A line of red and black oil paint circles the surface of Norman Lewis’s Untitled (Red Nude), with blots of color recalling the shape of two seated figures, one perhaps resting their head on the shoulder of the other. Created in 1962, Untitled (Red Nude) reflects an understanding that the pursuit of aesthetic goals will in turn reveal the social significance of one’s art practice. Untitled (Red Nude), like Lewis’s Blue Cloud, 1964, and Ed Clark’s Gray Force, 1972, comes to auction from a distinguished Washington, D.C. collection of work by primarily Black and Diaspora artists.

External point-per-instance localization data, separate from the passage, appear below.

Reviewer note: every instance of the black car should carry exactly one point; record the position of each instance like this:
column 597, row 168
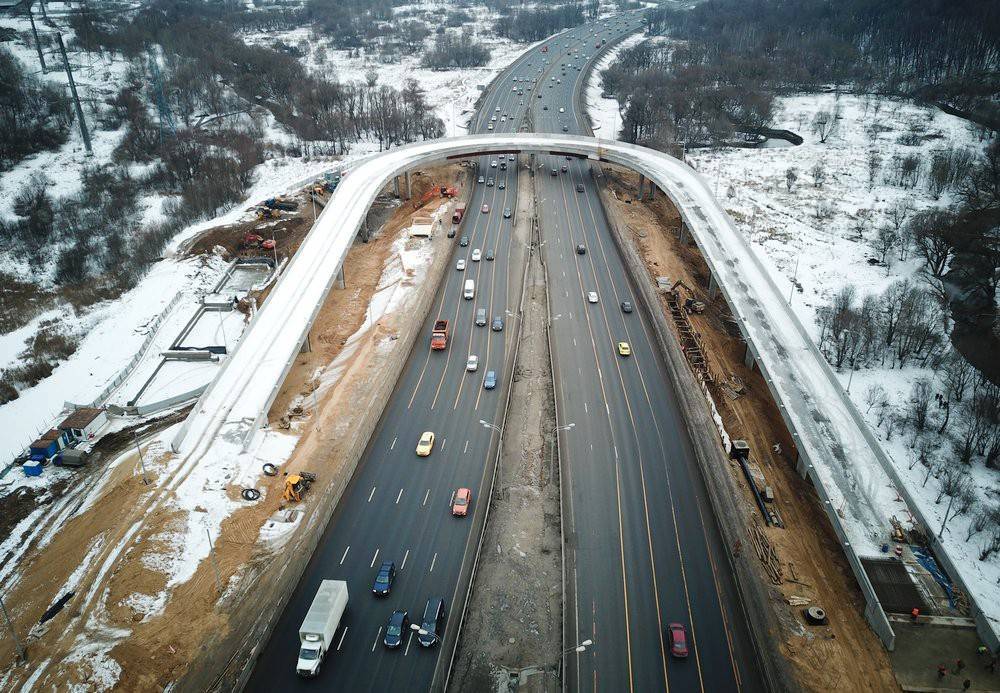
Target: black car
column 432, row 622
column 394, row 629
column 383, row 579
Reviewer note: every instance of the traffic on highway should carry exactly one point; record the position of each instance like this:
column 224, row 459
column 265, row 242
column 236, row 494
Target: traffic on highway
column 646, row 578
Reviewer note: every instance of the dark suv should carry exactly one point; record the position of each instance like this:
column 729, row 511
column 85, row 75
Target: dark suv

In 1963, Lewis became a founding member of the Spiral Group, a collective of New York-based artists, including Romare Bearden, Charles Alston, and Emma Amos, among others, formed in response to the August 1963 March on Washington. The Spiral Group met regularly to discuss the concept of a Black aesthetic, and made art, both figurative and abstract, that directly responded to the Civil Rights and Black Power movements.i
Trained as a social realist, Lewis ultimately found freedom to express himself in a more abstract style, where his diaphanous, liquid application of oil to paper produces a rich and emotive effect. “The goal of the artist must be aesthetic development,” Lewis once shared, “and in a universal sense, to make in his own way some contribution to culture.”ii Untitled (Red Nude), as an abstracted exploration, makes such a contribution, and presses against conventional understandings of Black art, and art itself.